Justice H.P. Sandesh handed the order whereas dismissing a petition filed by K. Sudha Rao, who was Vice-Chancellor of KSOU throughout 2003-2007.
The Mysuru metropolis police had registered an FIR against the petitioner and several other different former Vice-Chancellors and numerous personal establishments. The FIR was based mostly on a grievance lodged by the Registrar of KSOU on November 20, 2019, over the unlawful signing of MoUs with personal establishments past the territory of Karnataka.
KSOU had lodged the grievance based mostly on the course given by the Chancellor of the varsity after a one-man enquiry committee discovered grave errors within the signing of MoU with many personal establishments for educational collaboration.

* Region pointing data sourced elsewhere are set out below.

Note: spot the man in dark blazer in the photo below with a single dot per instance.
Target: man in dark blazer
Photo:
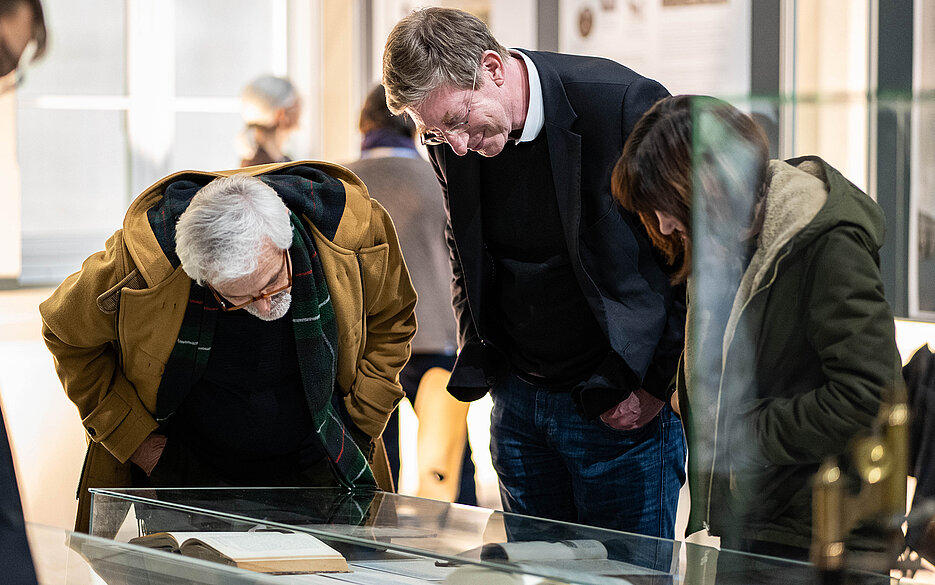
(565, 312)
(22, 29)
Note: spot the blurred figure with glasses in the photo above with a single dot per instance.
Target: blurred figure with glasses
(22, 39)
(565, 312)
(398, 176)
(239, 330)
(270, 108)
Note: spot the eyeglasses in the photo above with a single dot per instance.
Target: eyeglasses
(227, 306)
(437, 137)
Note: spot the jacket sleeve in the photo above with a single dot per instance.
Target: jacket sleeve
(83, 342)
(390, 321)
(850, 324)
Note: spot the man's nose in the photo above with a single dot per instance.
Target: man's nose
(458, 142)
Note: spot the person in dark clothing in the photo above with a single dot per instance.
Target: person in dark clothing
(22, 39)
(399, 178)
(565, 312)
(790, 347)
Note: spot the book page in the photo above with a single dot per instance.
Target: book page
(260, 545)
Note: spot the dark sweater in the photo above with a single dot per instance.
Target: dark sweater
(549, 332)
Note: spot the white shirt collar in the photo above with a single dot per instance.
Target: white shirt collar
(535, 115)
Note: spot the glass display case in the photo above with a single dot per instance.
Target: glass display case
(67, 558)
(403, 540)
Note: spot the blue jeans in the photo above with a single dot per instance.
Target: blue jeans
(554, 464)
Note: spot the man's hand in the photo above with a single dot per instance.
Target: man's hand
(633, 412)
(148, 453)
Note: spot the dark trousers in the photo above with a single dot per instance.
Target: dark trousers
(554, 464)
(410, 377)
(15, 561)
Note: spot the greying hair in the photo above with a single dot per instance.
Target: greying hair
(228, 224)
(430, 48)
(263, 96)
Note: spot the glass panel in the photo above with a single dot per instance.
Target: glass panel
(429, 540)
(74, 187)
(205, 141)
(221, 45)
(87, 43)
(74, 171)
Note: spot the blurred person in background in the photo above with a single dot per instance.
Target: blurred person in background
(270, 108)
(398, 177)
(790, 343)
(22, 39)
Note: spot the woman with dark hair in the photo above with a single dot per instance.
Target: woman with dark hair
(790, 343)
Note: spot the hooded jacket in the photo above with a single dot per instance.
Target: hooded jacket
(112, 326)
(809, 354)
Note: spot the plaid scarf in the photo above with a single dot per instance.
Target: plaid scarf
(320, 199)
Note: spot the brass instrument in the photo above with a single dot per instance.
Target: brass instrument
(868, 486)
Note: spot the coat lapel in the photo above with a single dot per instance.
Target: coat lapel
(564, 148)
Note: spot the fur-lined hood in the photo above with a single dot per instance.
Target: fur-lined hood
(805, 198)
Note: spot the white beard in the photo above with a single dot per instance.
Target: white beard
(278, 307)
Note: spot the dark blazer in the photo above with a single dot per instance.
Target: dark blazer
(591, 104)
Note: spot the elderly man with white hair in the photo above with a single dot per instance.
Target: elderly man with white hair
(238, 331)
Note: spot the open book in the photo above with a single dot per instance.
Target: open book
(265, 551)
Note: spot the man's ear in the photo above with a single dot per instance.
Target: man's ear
(492, 63)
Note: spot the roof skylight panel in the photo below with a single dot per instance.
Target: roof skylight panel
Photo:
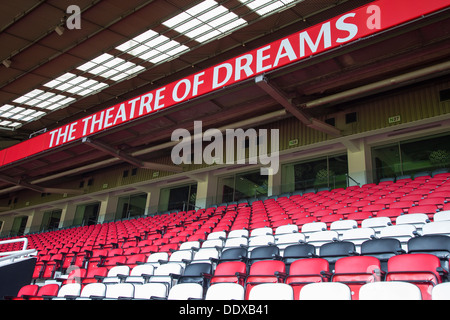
(110, 67)
(264, 7)
(205, 21)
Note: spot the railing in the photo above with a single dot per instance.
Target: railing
(12, 255)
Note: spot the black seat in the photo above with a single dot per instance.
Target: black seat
(332, 251)
(383, 249)
(234, 254)
(269, 252)
(298, 251)
(435, 244)
(199, 273)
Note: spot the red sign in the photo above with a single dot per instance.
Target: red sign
(357, 24)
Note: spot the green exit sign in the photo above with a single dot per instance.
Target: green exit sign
(394, 119)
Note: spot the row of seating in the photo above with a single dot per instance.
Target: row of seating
(393, 290)
(197, 280)
(280, 221)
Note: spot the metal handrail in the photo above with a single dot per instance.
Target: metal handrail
(11, 255)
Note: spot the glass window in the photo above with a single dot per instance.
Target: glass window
(411, 156)
(242, 186)
(130, 206)
(178, 198)
(327, 172)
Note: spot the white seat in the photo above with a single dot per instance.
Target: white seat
(287, 228)
(401, 232)
(311, 227)
(271, 291)
(441, 291)
(117, 274)
(389, 290)
(261, 240)
(341, 225)
(205, 255)
(325, 291)
(213, 243)
(236, 242)
(167, 273)
(158, 258)
(93, 291)
(186, 291)
(441, 216)
(376, 223)
(358, 236)
(437, 227)
(182, 257)
(189, 245)
(238, 233)
(140, 274)
(261, 232)
(321, 237)
(222, 235)
(225, 291)
(150, 290)
(287, 239)
(68, 291)
(416, 219)
(119, 291)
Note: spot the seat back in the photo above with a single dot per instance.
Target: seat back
(304, 271)
(356, 271)
(420, 269)
(272, 291)
(393, 290)
(325, 291)
(186, 291)
(225, 291)
(230, 271)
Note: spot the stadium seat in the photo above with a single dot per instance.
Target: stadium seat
(271, 291)
(355, 271)
(423, 270)
(376, 223)
(140, 274)
(441, 291)
(437, 227)
(393, 290)
(325, 291)
(225, 291)
(186, 291)
(119, 291)
(265, 271)
(304, 271)
(437, 245)
(93, 291)
(382, 249)
(298, 251)
(167, 274)
(149, 291)
(69, 291)
(357, 236)
(116, 274)
(401, 232)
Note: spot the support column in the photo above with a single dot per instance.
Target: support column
(359, 162)
(206, 189)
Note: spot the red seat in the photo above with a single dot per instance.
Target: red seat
(356, 271)
(25, 291)
(421, 269)
(230, 271)
(304, 271)
(390, 213)
(266, 271)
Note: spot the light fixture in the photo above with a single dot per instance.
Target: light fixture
(59, 30)
(7, 63)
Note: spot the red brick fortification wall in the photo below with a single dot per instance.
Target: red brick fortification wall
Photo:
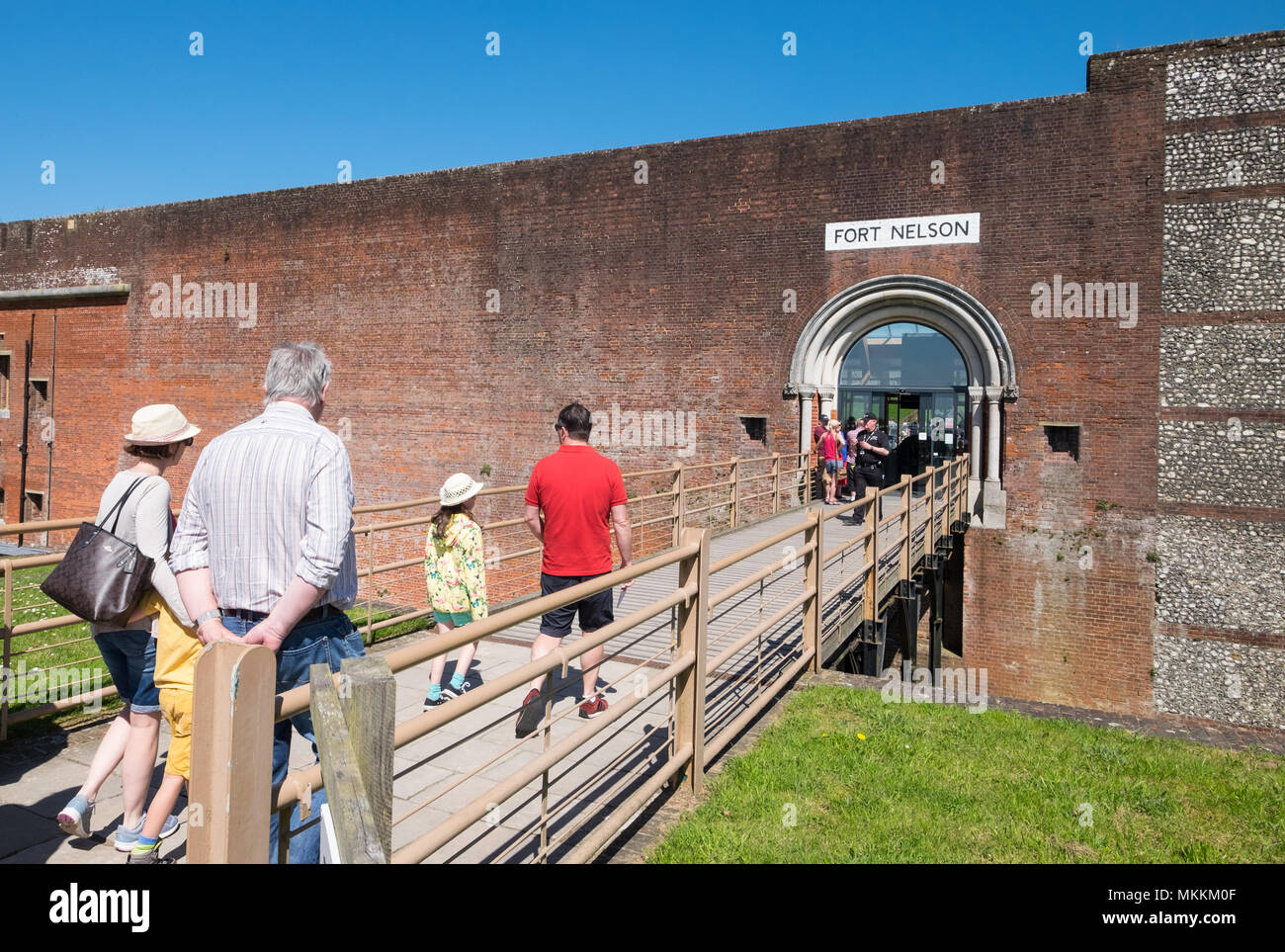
(462, 308)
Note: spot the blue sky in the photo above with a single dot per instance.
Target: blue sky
(284, 91)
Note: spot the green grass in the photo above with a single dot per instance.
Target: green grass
(937, 784)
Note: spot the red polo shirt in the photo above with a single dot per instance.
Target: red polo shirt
(576, 487)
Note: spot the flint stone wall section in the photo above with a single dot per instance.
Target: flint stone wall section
(1225, 84)
(1225, 256)
(1220, 680)
(1229, 365)
(1225, 158)
(1220, 573)
(1241, 468)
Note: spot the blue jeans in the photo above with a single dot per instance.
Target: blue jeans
(131, 660)
(324, 642)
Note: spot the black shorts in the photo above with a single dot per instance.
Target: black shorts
(595, 612)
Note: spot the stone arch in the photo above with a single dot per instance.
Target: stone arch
(853, 312)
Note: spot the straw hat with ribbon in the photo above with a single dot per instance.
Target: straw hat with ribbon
(159, 424)
(459, 488)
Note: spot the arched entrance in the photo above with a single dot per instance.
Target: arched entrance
(989, 373)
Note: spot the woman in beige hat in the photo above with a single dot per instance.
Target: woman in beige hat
(140, 494)
(457, 578)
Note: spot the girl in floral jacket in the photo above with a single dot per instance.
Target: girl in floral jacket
(457, 579)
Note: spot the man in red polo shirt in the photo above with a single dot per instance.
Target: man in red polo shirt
(581, 494)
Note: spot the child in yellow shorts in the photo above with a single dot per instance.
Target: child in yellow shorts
(178, 649)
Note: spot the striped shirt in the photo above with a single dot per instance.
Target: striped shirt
(268, 501)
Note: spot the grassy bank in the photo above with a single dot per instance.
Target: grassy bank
(844, 777)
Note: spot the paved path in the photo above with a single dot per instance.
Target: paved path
(438, 774)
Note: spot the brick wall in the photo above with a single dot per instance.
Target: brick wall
(668, 296)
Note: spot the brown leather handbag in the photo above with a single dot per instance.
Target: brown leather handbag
(102, 577)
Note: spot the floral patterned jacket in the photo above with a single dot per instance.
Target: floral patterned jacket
(454, 564)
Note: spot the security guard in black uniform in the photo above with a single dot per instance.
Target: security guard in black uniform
(868, 467)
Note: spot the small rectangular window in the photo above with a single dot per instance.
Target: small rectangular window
(1063, 437)
(756, 427)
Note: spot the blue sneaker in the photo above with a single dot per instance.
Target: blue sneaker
(75, 818)
(128, 836)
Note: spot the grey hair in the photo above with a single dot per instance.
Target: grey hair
(299, 370)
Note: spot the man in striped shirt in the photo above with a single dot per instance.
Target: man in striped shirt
(264, 550)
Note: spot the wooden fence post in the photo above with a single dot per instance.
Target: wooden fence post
(814, 574)
(690, 687)
(354, 726)
(234, 691)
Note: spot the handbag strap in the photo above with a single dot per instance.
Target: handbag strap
(120, 506)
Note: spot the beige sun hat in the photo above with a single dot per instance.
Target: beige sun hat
(459, 488)
(159, 424)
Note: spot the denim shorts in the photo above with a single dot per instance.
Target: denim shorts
(131, 660)
(595, 610)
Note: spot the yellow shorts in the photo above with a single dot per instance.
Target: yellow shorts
(176, 707)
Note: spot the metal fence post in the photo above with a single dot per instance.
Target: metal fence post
(5, 677)
(234, 691)
(690, 685)
(682, 498)
(733, 496)
(907, 498)
(814, 575)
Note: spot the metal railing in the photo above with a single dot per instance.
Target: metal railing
(712, 646)
(724, 651)
(720, 496)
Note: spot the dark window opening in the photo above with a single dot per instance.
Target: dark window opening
(756, 428)
(1065, 438)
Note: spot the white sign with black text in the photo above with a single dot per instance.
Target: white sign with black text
(900, 232)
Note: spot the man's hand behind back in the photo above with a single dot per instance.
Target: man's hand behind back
(265, 634)
(214, 631)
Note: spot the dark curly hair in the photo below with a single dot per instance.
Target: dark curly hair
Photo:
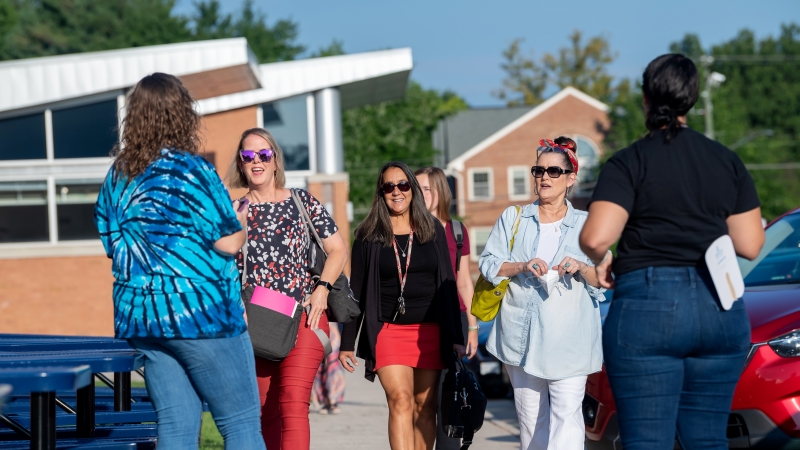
(671, 85)
(159, 113)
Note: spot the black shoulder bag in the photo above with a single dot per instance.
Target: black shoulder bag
(342, 304)
(463, 404)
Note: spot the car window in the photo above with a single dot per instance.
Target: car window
(779, 260)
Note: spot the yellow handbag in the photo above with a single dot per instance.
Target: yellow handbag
(487, 297)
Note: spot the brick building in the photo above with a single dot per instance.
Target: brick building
(59, 119)
(488, 153)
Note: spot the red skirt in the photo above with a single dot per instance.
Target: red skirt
(414, 345)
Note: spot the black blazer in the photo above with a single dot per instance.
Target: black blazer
(365, 282)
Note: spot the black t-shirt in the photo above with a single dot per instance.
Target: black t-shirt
(678, 196)
(420, 290)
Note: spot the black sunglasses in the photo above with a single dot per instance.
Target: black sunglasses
(552, 172)
(264, 155)
(388, 188)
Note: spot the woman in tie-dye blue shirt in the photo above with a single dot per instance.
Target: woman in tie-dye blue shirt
(169, 226)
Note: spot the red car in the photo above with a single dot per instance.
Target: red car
(766, 404)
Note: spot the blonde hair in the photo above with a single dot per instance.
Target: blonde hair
(438, 182)
(235, 176)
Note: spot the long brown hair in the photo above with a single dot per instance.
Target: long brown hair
(377, 226)
(438, 181)
(235, 176)
(160, 114)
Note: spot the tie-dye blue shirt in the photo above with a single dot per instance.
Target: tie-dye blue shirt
(159, 228)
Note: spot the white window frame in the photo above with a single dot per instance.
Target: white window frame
(471, 191)
(525, 177)
(473, 241)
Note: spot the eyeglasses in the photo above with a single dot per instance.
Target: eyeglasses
(264, 155)
(388, 188)
(552, 172)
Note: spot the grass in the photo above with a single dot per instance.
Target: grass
(210, 439)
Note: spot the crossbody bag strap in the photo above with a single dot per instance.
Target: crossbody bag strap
(306, 219)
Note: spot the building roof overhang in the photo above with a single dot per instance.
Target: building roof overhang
(32, 82)
(457, 164)
(362, 79)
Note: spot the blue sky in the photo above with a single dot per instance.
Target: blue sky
(457, 45)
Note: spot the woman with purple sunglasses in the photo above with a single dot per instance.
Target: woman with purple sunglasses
(277, 259)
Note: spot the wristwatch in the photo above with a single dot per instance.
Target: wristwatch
(327, 285)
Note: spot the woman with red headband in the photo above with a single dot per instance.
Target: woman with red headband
(547, 332)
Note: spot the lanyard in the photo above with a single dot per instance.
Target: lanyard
(401, 302)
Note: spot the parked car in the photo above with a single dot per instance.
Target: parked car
(766, 404)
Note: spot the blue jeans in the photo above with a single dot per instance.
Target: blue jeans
(673, 357)
(181, 373)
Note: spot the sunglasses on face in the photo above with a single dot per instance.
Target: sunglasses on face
(264, 155)
(388, 188)
(552, 172)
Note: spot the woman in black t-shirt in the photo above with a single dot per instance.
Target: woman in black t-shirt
(401, 271)
(672, 353)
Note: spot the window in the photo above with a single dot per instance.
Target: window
(480, 184)
(88, 131)
(75, 201)
(23, 211)
(519, 182)
(287, 120)
(23, 137)
(478, 236)
(588, 158)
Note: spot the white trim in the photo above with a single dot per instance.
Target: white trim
(25, 250)
(52, 211)
(311, 121)
(473, 241)
(458, 163)
(527, 179)
(48, 136)
(471, 188)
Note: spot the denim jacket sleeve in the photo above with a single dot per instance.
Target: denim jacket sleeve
(496, 251)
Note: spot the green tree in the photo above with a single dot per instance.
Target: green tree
(757, 108)
(392, 131)
(580, 65)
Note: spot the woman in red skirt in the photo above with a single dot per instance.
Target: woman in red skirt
(401, 271)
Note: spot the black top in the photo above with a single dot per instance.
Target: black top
(366, 285)
(420, 289)
(678, 196)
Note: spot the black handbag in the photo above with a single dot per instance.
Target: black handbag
(272, 334)
(342, 304)
(463, 404)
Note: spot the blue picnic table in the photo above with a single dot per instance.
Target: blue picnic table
(41, 381)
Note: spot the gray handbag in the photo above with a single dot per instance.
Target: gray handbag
(273, 334)
(342, 304)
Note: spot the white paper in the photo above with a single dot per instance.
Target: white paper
(725, 273)
(549, 280)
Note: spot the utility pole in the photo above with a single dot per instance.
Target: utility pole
(713, 80)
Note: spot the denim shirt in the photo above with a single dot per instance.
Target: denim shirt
(553, 336)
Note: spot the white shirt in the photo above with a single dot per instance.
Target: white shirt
(548, 242)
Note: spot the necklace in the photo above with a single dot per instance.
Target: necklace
(403, 250)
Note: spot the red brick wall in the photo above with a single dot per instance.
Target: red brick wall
(570, 116)
(69, 296)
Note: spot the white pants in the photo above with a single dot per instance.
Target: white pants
(550, 412)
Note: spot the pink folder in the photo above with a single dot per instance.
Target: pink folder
(274, 300)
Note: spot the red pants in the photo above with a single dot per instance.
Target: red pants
(285, 391)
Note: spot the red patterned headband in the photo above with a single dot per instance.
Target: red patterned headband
(547, 145)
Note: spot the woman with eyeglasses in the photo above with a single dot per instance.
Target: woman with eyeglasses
(277, 259)
(167, 222)
(547, 332)
(411, 328)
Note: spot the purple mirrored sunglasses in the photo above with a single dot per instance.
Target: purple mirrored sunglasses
(264, 155)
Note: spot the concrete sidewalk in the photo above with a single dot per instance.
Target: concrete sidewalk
(363, 422)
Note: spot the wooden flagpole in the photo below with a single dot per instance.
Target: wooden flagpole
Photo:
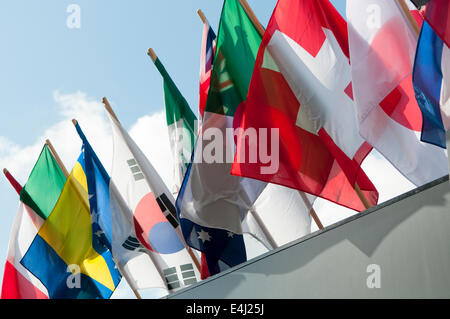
(412, 22)
(252, 17)
(202, 16)
(122, 272)
(253, 212)
(151, 53)
(57, 158)
(189, 250)
(361, 196)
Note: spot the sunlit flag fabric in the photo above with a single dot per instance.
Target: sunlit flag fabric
(302, 86)
(437, 14)
(151, 208)
(206, 61)
(66, 243)
(431, 80)
(382, 47)
(38, 198)
(212, 203)
(112, 224)
(182, 125)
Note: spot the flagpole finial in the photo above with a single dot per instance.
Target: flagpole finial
(201, 15)
(152, 54)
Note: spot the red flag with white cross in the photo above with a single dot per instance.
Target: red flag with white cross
(302, 86)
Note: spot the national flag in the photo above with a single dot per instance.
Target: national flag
(182, 125)
(66, 255)
(302, 87)
(112, 225)
(206, 62)
(382, 48)
(151, 208)
(37, 200)
(437, 14)
(212, 203)
(431, 79)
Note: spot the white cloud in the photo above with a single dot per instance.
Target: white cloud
(149, 132)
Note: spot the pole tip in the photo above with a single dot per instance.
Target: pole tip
(201, 15)
(152, 54)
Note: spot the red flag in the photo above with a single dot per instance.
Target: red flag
(302, 86)
(437, 14)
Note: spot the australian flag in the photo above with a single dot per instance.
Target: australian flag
(221, 249)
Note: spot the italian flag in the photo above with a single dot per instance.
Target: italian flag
(182, 125)
(37, 199)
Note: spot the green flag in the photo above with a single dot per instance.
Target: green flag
(238, 42)
(182, 125)
(212, 197)
(46, 181)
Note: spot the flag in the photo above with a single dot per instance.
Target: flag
(151, 208)
(382, 47)
(437, 14)
(300, 97)
(431, 80)
(284, 212)
(182, 125)
(211, 203)
(113, 226)
(37, 200)
(206, 61)
(66, 255)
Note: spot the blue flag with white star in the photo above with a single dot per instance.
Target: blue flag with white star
(98, 188)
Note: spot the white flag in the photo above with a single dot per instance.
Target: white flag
(151, 209)
(382, 50)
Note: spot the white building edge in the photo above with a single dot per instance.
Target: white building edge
(399, 249)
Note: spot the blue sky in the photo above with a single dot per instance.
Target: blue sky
(50, 72)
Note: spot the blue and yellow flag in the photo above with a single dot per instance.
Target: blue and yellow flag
(66, 243)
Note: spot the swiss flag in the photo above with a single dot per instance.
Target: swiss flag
(302, 86)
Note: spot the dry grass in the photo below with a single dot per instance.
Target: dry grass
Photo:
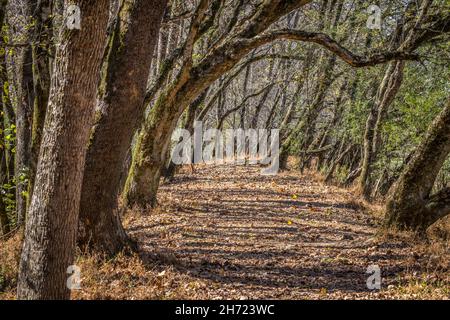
(9, 265)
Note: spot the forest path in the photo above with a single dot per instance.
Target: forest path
(233, 233)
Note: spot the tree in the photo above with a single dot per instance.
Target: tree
(51, 225)
(411, 205)
(118, 113)
(151, 146)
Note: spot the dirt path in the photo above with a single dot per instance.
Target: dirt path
(235, 234)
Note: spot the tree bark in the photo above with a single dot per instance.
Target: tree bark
(120, 109)
(410, 205)
(51, 225)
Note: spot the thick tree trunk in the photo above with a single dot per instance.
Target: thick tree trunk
(119, 111)
(387, 91)
(51, 225)
(410, 205)
(24, 115)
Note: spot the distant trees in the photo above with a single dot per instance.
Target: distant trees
(75, 103)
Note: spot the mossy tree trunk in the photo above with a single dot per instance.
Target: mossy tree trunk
(119, 110)
(411, 205)
(51, 225)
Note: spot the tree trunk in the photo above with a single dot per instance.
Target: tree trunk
(387, 91)
(41, 82)
(51, 225)
(410, 205)
(119, 111)
(24, 115)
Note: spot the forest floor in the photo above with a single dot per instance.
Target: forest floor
(228, 232)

Based on the grievance, the courtroom famous {that a} particular allegation has been made that “the university, right from the tenure of Prof. K. Sudha Rao, committed a grave error in entering into MoUs with many private persons, firms, societies, trusts, private companies etc., permitting them to admit students to various courses without seeking legal opinion from the State government”.
Multiple MoUs
The severe allegation is that the college entered into MoUs with personal establishments past the jurisdiction of Karnataka and admitted college students to numerous technical, paramedical, and on-line programmes, opposite to the provisions of the KSOU Act, tips/directions issued by the Ministry of Human Resource Development, the University Grants Commission, the All India Council for Technical Education, and the Medical Council of India, the courtroom famous.
While noting that the primary two such MoUs had been signed throughout Ms. Rao’s tenure, the courtroom stated that the “…matter has to be probed to unearth the crime” when the grievance was lodged on the Governor’s course, based mostly on the findings of the one-man committee.